COVID-19: Brand and Spending Insights

The Virus and Brands Conversation

Consumers tend to associate the risk of virus exposure with specific industry sectors or activities rather than with particular brands. For example, they see all cruise brands as carrying a high risk, but all local retail brands as being lower risk. That said, a study found that consumer concerns about virus exposure are lower with luxury and premium brands than with mass brands, across industry sectors, to a statistically significant degree.2 This difference may be due to a perception that these brands maintain a cleaner onsite environment. The data suggests that these brands may rebound a bit more quickly as the market recovers. For example, brand portfolio companies—whose brands range from mass to premium and luxury—that are faced with the challenge of buoying sales when we reach recovery may see more traction from efforts to advance sales of their more premium brands. (See Exhibit 5.)

Category Conversations

When we look at category spending in developed economies and compare data on online social listening sentiment with data on planned future spending, we see that negative net social sentiment prevails in almost half of all categories—including several categories in which consumers plan to increase their spending (a combination that yields “implicit winners”). (See Exhibit 8.) Relatively few categories—mostly ones related to health and financial responsibilities—have drawn both increased spending and neutral-to-positive chatter (a combination that produces “explicit winners”). For both implicit winners and explicit winners,  the current stage of the pandemic crisis is a time for companies to develop plans to capitalize on the incremental spending and engagement they are garnering with consumers in order to retain some of the favorable spending and consumer behavior in the post-COVID-19 that they are winning now. In the case of implicit winners, achieving this goal will call for some extra effort aimed at shifting the conversation to a more neutral or (better yet) positive tone.

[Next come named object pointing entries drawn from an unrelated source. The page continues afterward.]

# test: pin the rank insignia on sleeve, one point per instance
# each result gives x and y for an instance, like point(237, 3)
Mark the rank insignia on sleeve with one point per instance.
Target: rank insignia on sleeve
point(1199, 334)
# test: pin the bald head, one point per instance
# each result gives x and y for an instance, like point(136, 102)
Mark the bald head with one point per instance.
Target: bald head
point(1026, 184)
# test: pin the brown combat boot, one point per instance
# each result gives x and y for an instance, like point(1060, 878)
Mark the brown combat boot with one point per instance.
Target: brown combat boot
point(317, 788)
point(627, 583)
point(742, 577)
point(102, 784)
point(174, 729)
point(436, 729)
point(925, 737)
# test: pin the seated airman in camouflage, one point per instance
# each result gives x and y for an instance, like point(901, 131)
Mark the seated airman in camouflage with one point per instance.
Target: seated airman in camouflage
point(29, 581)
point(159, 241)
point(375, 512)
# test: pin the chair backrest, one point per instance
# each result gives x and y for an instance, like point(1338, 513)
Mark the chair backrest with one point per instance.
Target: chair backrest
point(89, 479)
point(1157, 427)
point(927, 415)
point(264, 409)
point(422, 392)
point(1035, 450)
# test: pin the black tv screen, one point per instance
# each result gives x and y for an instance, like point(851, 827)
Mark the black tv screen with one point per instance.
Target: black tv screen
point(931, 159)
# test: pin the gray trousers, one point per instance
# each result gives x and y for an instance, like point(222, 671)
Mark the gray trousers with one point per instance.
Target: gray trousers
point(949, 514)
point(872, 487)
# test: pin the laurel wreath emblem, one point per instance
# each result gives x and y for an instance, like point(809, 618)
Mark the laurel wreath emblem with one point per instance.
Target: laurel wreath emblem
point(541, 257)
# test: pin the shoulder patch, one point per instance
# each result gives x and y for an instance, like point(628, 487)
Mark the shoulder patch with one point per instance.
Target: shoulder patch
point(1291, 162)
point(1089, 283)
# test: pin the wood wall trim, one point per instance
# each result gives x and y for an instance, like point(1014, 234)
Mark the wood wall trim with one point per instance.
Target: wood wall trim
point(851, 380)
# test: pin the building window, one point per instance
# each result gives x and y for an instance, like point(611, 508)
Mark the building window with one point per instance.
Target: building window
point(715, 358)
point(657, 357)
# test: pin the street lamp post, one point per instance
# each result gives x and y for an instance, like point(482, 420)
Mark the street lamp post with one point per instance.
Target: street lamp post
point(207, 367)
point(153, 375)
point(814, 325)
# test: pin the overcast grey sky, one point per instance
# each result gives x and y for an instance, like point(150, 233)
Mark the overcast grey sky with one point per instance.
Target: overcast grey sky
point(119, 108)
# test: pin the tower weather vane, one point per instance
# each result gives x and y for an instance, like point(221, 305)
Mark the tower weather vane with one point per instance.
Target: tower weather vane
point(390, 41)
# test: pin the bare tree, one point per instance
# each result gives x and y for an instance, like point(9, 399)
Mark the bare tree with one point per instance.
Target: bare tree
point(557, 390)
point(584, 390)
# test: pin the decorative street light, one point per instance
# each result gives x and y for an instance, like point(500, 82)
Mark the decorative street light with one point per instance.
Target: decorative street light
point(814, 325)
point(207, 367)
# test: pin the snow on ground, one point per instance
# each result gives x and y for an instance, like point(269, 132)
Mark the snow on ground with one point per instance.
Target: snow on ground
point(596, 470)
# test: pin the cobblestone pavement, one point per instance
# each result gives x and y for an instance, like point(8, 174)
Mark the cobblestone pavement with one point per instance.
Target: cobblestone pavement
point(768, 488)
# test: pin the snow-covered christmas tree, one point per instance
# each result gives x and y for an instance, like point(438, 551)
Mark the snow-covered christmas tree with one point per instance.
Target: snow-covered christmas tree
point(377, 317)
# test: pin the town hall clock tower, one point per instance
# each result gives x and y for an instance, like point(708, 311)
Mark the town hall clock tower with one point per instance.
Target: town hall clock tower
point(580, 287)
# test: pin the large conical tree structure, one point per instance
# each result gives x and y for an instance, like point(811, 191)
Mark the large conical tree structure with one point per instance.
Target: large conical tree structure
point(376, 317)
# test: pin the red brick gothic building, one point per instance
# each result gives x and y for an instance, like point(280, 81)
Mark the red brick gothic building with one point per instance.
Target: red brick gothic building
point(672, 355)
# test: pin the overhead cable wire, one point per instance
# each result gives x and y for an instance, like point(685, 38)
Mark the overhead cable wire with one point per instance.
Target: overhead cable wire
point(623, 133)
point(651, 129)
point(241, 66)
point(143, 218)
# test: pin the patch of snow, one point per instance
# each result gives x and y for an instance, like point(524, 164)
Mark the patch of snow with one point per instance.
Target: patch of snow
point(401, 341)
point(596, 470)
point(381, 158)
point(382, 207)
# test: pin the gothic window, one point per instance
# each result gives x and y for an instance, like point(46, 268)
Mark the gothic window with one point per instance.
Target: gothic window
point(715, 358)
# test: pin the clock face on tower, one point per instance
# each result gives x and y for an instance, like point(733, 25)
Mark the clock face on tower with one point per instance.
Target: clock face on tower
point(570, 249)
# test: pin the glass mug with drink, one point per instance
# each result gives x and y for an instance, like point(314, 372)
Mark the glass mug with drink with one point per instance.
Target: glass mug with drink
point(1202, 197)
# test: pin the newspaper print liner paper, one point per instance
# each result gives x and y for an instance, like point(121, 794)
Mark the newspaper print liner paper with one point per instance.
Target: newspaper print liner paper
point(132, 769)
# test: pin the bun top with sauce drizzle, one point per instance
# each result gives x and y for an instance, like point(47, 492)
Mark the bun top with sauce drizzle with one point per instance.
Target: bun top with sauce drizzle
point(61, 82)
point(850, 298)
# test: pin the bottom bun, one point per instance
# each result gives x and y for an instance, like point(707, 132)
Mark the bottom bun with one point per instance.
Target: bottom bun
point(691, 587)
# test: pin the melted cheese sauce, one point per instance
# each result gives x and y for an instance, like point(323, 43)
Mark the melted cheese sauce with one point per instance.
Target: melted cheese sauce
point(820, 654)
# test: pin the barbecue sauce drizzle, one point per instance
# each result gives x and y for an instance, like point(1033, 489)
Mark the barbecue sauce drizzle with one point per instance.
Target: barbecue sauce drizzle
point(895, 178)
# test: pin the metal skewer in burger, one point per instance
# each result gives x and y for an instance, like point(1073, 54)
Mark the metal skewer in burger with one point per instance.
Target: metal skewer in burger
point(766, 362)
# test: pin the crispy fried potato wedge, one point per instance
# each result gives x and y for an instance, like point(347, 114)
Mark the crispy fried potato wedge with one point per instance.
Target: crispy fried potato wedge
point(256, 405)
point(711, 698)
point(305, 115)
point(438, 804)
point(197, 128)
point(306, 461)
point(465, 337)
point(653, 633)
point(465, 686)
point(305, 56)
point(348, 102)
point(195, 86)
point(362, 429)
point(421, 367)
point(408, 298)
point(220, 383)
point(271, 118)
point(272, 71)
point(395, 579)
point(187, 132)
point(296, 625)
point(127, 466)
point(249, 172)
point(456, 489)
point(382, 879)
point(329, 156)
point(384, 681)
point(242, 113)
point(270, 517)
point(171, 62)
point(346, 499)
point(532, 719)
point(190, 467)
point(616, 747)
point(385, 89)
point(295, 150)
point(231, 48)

Many of the categories marked by neutral or positive conversations but lower planned spending may be building pent-up demand during this period. Consequently, developing plans to engage consumers now and to activate that demand as soon as possible could pay dividends later. The categories with lower planned spending and negative conversations (which are characterized as “vulnerable”) are the ones that will require the most comprehensive and thoughtful plan to endure this potentially protracted period of demand softness and eventually rebuild consumer engagement and trust. Among the categories that qualify as vulnerable are travel, public transportation, and out-of-home entertainment and eating.